After consultation with Zeller’s immediate family, video footage will not be released. Bodycam audio from the officer who shot Zeller is not available, as his camera was removed to allow him to properly wear the tactical and protective gear required for an SRT officer.

In audio from the incident, Zeller is heard telling the officer on the phone that he was armed with an AR-15 rifle and would “take them on.” Zeller indicated he believed people wanted to kill him, and said “I just think that I need to kill them first.” Zeller can also be heard in the recordings occasionally yelling obscenities at the officers outside his home.

Shortly after seemingly agreeing to put his firearms away, Zeller emerged from his home armed with a .22 rifle. He then raised the rifle, later found to be loaded and operable, in the direction of officers prompting a volley of four shots in his direction. None of those shots struck the man.

Zeller retreated back into his residence, but dropped his phone outside. Officers on scene continued for approximately nine more minutes in their attempts to de-escalate the situation and calm Zeller before he again emerged from his home, this time armed with a .38 revolver. Officers ordered Zeller repeatedly to drop the weapon and put up his hands, but he refused.

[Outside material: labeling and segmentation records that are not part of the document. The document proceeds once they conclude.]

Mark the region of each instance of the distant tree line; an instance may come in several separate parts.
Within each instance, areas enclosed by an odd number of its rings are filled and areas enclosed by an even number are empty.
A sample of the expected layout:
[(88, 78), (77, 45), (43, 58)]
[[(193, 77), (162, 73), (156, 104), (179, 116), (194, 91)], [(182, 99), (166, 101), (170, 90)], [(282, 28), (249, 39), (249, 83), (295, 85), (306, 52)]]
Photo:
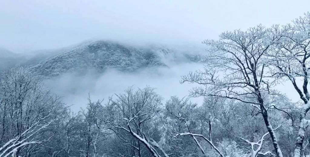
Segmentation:
[[(310, 13), (207, 40), (189, 97), (130, 87), (77, 113), (16, 67), (0, 77), (0, 157), (308, 156)], [(285, 94), (277, 90), (290, 84)], [(295, 103), (286, 95), (295, 92)]]

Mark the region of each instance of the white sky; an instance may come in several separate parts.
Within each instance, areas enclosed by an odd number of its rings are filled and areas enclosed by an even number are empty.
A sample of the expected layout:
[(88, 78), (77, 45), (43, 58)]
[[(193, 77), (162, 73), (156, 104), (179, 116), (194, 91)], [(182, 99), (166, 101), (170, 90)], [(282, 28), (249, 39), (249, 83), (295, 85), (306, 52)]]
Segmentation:
[(0, 47), (20, 52), (95, 39), (199, 43), (221, 32), (285, 24), (310, 1), (0, 0)]

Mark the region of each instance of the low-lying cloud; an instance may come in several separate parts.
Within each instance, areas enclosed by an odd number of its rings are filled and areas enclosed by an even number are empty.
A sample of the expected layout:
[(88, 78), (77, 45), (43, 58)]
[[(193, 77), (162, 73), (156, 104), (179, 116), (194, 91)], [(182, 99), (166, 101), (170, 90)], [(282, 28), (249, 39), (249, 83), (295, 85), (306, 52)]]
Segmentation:
[[(165, 101), (173, 95), (180, 97), (188, 96), (189, 90), (196, 85), (180, 84), (181, 76), (202, 67), (201, 64), (188, 63), (169, 67), (145, 68), (130, 73), (109, 69), (100, 74), (90, 70), (82, 76), (66, 73), (44, 82), (52, 92), (63, 96), (64, 102), (73, 105), (71, 110), (77, 112), (81, 108), (86, 106), (89, 92), (93, 101), (104, 99), (104, 102), (106, 102), (109, 96), (122, 92), (131, 86), (135, 88), (147, 86), (155, 88), (156, 92)], [(203, 99), (200, 97), (192, 98), (191, 100), (201, 103)]]

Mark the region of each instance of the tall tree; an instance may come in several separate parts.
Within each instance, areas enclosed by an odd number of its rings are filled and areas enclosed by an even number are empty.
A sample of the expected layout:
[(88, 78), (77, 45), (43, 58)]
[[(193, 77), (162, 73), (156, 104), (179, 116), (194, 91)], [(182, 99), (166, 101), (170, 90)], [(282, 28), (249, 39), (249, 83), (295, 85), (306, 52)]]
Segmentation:
[[(276, 26), (274, 29), (278, 29)], [(213, 96), (237, 100), (258, 110), (264, 118), (277, 156), (283, 156), (278, 140), (269, 117), (264, 97), (277, 94), (271, 88), (274, 82), (265, 71), (264, 54), (281, 37), (273, 35), (271, 29), (259, 25), (246, 31), (236, 30), (222, 33), (219, 40), (207, 40), (204, 70), (191, 72), (182, 77), (181, 83), (196, 83), (194, 96)]]

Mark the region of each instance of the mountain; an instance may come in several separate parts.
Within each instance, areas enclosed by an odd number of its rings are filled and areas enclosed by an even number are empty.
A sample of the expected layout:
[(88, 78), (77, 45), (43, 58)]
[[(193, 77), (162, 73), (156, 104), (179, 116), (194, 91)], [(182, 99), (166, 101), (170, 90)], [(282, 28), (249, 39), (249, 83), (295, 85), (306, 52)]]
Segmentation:
[(0, 71), (20, 63), (23, 58), (20, 54), (0, 48)]
[(134, 47), (104, 41), (89, 42), (67, 49), (29, 67), (32, 72), (50, 77), (68, 72), (83, 73), (107, 68), (131, 72), (148, 67), (167, 66), (171, 61), (197, 61), (197, 55), (177, 53), (162, 46)]

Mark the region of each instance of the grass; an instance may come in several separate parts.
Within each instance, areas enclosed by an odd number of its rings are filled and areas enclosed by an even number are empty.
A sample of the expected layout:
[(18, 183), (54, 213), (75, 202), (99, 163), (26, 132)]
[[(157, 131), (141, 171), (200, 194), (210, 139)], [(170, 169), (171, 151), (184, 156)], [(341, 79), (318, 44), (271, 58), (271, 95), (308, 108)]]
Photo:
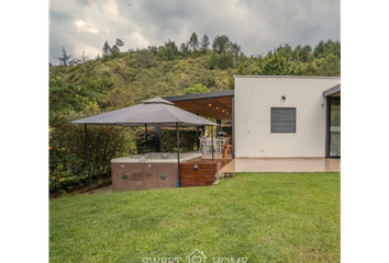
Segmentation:
[(340, 262), (341, 173), (240, 173), (48, 202), (49, 262), (186, 262), (194, 249), (207, 262)]

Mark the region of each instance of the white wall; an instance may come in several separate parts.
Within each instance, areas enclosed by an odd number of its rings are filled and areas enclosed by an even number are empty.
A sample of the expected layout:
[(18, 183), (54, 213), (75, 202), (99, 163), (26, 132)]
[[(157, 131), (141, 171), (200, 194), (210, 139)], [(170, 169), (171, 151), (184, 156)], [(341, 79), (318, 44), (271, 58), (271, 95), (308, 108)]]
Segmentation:
[[(341, 78), (234, 78), (235, 158), (325, 157), (323, 91), (341, 83)], [(270, 107), (296, 107), (296, 134), (270, 133)]]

Officers can be heard on the audio recordings commanding Zeller no less than 39 times throughout the incident to either raise or empty his hands. Zeller raised the weapon and aimed it at police, at which time an officer fired one additional shot, striking the man in the upper abdomen and causing him to drop to the ground.

Officers secured the revolver and, while rendering aid to the injured man, found a .22 semi-automatic pistol in his pocket. Both weapons also were found to be loaded and operable.

As a matter of department protocol, the officer who shot Zeller was placed on administrative leave following the incident pending the outcome of this investigation. He has been cleared to return to duty.

This case, as in all police-involved shootings occurring in Bucks County, was investigated by the Bucks County Detectives and reviewed by District Attorney Matthew D. Weintraub.